In this section, we conducted a thorough investigation of the collected data to understand any underlying patterns, trends, and potential issues that could impact model performance. Key analyses included:

Moving Averages Analysis: By plotting the adjusted close price alongside the 5-day, 30-day, and 60-day moving averages, the graph illustrates the stock's price trend over the past five years. This visualization is useful for identifying long-term trends in the stock's performance, revealing that the MSFT stock has generally increased with occasional dips, which could guide long-term investment decisions. The image on the right shows the plot generated throught our code.
Daily Return Volatility: The daily return percentage graph highlights the volatility in stock returns, showing how much the returns fluctuate on a day-to-day basis. This visualization underscores the unpredictability of the stock market, demonstrating the challenges in making accurate short-term predictions. The image on the right shows the plot generated throught our code.
Cumulative ETF Returns: The cumulative returns graph for 11 ETFs over the last five years provides a broad view of market health across various sectors, including Technology, Health Care, and Energy. The steadily increasing returns suggest that, overall, the market has been healthy, with positive growth trends in these ETFs. The image on the right shows the plot generated throught our code.

Data Preprocessing

The raw data underwent several preprocessing steps to prepare it for modeling:

Data Cleaning: Stocks that had been delisted or were no longer available on Yahoo Finance were removed from the dataset to ensure consistency.
Feature Engineering: Additional features were created to enhance the predictive power of the models. These included moving averages, volatility measures, and technical indicators.
Data Splitting: The dataset was split into training and testing subsets, with an 80/20 split to allow for robust model evaluation.

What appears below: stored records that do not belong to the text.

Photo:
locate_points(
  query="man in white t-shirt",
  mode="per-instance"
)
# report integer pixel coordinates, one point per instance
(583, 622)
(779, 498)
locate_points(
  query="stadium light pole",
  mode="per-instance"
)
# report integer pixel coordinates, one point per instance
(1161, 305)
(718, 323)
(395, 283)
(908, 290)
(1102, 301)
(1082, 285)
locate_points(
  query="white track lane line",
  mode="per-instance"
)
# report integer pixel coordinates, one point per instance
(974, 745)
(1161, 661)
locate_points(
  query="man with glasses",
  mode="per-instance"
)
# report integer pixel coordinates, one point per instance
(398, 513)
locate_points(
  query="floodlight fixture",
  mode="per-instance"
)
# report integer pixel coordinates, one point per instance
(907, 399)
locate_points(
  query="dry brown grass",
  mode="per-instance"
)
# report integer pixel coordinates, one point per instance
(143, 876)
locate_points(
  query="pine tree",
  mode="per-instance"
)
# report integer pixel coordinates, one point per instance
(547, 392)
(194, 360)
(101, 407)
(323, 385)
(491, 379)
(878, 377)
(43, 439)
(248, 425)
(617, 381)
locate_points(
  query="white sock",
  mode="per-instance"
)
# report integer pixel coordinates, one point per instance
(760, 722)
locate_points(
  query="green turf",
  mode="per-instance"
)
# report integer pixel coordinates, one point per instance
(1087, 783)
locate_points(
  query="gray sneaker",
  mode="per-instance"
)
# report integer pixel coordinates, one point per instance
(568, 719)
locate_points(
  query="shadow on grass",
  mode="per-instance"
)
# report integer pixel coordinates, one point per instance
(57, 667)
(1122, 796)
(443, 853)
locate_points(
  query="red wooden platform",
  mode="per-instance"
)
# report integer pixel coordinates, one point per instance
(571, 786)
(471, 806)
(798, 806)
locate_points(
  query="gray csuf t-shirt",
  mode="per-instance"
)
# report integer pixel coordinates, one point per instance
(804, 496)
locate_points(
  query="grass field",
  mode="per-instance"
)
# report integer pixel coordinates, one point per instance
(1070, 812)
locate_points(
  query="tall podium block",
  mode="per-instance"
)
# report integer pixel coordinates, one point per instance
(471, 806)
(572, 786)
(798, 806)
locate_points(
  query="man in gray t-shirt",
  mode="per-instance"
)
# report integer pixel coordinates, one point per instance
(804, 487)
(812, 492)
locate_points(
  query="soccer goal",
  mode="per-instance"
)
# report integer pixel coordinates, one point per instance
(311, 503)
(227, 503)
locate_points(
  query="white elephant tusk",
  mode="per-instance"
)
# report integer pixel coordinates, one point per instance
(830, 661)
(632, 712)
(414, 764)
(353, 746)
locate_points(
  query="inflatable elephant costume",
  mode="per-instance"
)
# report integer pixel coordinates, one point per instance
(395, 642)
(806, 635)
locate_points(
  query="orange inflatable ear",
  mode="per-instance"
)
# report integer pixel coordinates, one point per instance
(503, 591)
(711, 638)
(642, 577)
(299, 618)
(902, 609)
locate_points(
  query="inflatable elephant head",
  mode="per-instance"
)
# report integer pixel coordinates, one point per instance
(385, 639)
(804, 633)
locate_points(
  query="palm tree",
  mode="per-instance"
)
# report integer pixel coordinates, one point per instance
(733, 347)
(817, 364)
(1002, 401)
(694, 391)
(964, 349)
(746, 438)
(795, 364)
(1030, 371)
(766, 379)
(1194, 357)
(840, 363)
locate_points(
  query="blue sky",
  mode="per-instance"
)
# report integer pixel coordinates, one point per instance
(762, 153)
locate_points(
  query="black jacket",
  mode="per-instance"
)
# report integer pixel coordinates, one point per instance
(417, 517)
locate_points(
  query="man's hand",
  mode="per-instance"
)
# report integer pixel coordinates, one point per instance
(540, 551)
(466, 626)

Machine Learning Algoritms

kNN Regression

The kNN regression model was used to predict the adjusted close price of the stock based on features such as the opening price, high, low, and volume of the stock. The kNN algorithm works by finding the 'k' nearest data points to the target point and averaging their values to make a prediction. This is how the model was implemented:

Feature Selection and Data Splitting: The features selected for the model included the opening price, high, low, and volume, with the adjusted close price as the target variable. The dataset was split into training (85%) and testing (15%) sets without shuffling to maintain the temporal sequence of the stock prices.
Hyperparameter Tuning: A grid search was conducted to find the optimal hyperparameters, exploring different values of n_neighbors (ranging from 1 to 21), weights (uniform or distance), and metric (Euclidean, Manhattan, and Minkowski). The best combination found was n_neighbors=7, weights=uniform, and metric=manhattan.
Model Performance: Despite the tuning, the model produced a high Mean Squared Error (MSE) of 5421.58, indicating significant deviation between the actual and predicted prices. This large error suggests that the kNN model struggled to capture the volatility and rapid fluctuations in stock prices, making it unsuitable for this prediction task.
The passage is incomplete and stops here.